The latter depends very strongly on how much computation is needed to compute those embedding vectors.

If you run a GPT-3.5-sized mode to compute that embedding (which would be a bit absurd, but if you really want GPT-3.5-quality classification, you may well be doing something like this), you're looking through quite a few tens of billions of parameters and doing a correspondingly large number of FLOPs, which could be just as expensive as running gzip over your whole (small, private) training set.

huac · 2023-07-17T18:21:05

no, because the compute intensity scales with the number of classes which you wish to classify to. if you have n classes, you need to do n gzip compressions at inference time. in the embedding world, you only call the embedding model once on insert, and only need to dot product at inference time.

the same logic extends to using a self-hosted embedding model, which tend to be as good as Ada on most benchmarks, and yes, can be finetuned over your private data.

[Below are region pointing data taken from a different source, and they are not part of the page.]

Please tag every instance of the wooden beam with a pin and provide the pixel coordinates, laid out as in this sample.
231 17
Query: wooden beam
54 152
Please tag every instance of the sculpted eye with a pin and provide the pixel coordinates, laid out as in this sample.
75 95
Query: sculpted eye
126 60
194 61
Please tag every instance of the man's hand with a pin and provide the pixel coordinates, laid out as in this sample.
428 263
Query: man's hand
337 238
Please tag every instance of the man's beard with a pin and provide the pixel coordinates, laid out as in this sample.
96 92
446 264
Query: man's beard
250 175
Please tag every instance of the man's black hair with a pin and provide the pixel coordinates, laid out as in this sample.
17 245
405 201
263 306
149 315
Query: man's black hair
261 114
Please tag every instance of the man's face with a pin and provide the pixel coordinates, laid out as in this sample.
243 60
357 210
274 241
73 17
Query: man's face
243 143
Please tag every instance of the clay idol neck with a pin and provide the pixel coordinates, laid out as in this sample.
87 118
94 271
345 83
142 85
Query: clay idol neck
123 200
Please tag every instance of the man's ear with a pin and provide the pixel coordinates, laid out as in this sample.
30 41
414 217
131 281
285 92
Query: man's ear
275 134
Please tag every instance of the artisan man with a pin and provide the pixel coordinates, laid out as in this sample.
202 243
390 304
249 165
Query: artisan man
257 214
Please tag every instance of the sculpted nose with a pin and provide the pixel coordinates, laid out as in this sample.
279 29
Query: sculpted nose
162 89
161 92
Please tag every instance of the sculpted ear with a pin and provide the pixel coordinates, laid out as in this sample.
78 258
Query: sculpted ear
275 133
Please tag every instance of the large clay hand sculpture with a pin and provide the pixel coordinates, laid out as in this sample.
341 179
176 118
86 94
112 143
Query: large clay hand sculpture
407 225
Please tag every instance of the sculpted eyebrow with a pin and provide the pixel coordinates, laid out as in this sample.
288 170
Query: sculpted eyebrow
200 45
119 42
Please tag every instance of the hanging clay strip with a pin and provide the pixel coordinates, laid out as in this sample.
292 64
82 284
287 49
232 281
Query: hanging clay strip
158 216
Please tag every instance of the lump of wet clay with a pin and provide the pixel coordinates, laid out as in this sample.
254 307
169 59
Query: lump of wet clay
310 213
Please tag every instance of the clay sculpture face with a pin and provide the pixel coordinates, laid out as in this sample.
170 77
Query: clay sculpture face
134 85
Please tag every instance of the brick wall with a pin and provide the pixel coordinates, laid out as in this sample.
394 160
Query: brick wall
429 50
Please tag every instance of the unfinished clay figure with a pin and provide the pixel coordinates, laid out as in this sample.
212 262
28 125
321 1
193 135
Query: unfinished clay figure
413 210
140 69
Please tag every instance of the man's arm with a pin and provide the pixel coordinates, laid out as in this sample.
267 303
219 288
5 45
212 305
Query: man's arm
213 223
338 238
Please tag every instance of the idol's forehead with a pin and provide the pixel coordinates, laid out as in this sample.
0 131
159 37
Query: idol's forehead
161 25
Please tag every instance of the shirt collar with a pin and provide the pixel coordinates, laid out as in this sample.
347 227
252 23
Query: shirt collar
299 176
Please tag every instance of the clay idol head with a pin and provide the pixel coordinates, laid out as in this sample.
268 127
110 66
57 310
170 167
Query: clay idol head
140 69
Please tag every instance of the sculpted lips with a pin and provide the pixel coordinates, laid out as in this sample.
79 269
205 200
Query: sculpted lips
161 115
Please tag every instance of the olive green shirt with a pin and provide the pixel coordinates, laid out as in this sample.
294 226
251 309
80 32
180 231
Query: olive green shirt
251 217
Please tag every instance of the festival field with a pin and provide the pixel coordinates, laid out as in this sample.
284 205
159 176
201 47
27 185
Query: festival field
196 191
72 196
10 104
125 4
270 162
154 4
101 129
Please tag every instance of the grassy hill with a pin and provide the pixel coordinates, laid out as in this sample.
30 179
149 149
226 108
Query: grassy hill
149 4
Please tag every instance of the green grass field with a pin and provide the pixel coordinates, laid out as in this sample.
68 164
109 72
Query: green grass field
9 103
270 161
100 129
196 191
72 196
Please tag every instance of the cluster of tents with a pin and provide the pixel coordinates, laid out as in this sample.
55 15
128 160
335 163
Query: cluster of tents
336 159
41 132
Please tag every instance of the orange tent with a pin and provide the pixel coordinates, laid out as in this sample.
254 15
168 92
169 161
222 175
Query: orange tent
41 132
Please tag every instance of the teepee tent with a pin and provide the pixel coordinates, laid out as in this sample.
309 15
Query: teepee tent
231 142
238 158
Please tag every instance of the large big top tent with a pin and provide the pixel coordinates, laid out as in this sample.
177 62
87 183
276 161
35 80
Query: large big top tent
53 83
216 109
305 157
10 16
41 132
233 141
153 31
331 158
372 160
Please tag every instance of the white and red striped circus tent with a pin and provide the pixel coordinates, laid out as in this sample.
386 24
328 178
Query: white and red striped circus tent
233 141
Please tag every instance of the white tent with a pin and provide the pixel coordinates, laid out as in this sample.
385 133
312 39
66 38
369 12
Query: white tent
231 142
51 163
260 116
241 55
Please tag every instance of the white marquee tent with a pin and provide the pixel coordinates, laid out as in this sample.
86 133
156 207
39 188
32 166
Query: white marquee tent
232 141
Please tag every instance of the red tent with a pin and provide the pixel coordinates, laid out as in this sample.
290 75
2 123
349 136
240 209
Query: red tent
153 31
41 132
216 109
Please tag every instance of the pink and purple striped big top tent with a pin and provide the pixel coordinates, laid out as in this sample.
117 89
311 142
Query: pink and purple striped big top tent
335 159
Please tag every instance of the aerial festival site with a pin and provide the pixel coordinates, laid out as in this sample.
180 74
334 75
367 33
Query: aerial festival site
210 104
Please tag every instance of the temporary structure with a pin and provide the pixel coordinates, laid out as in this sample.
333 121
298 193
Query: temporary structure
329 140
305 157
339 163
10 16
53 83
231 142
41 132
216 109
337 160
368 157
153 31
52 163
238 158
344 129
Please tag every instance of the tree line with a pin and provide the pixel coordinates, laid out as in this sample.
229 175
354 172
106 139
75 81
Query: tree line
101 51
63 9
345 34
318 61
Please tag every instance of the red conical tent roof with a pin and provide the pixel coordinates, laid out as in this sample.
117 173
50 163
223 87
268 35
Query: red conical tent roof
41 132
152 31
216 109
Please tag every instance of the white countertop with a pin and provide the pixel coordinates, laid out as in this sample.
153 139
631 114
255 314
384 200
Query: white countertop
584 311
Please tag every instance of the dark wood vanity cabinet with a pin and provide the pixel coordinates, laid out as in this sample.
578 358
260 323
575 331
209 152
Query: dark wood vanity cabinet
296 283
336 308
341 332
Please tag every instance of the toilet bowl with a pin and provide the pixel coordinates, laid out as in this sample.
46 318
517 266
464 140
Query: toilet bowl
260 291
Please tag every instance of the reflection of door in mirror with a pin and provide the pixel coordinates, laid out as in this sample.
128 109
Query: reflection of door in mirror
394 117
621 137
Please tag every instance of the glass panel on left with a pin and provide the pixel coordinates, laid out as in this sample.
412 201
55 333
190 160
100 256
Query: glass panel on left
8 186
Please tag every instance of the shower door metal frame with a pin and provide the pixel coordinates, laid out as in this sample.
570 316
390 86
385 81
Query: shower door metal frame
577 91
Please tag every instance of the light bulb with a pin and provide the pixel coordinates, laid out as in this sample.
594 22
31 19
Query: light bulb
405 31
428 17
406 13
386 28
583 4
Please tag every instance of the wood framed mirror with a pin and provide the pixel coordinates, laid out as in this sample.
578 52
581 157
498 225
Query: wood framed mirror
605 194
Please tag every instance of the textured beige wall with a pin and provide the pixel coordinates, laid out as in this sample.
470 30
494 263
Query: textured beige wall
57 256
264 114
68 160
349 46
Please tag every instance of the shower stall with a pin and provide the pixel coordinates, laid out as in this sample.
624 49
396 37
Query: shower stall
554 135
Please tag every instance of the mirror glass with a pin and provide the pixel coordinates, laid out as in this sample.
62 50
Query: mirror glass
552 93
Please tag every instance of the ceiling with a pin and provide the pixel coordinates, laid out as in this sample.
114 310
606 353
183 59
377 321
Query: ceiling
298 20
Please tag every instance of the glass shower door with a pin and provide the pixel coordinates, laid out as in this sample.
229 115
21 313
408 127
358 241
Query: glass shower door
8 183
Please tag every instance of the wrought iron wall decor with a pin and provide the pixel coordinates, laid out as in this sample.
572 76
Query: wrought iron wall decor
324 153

marcinzm · 2023-07-17T19:02:50

>The latter depends very strongly on how much computation is needed to compute those embedding vectors.

Sure but the gzip metrics are worse than FastText which computes the embeddings in essentially no time. Tokenize, lookup embeddings by token id, and then do some averaging. So compared to that the gzip approach is very slow.

tensor · 2023-07-17T16:34:19

FastText isn't a LLM, it's a token embedding model with a simple classifier on top.

marcinzm · 2023-07-17T17:49:48

Sure but it's existence means the statement is really "gzip approach not better than dnn models, and doesn't compete or be cheaper to run than previous models like FastText." That's not a very meaningful value statement for the approach (although why gzip is even half-decent might be a very interesting research question).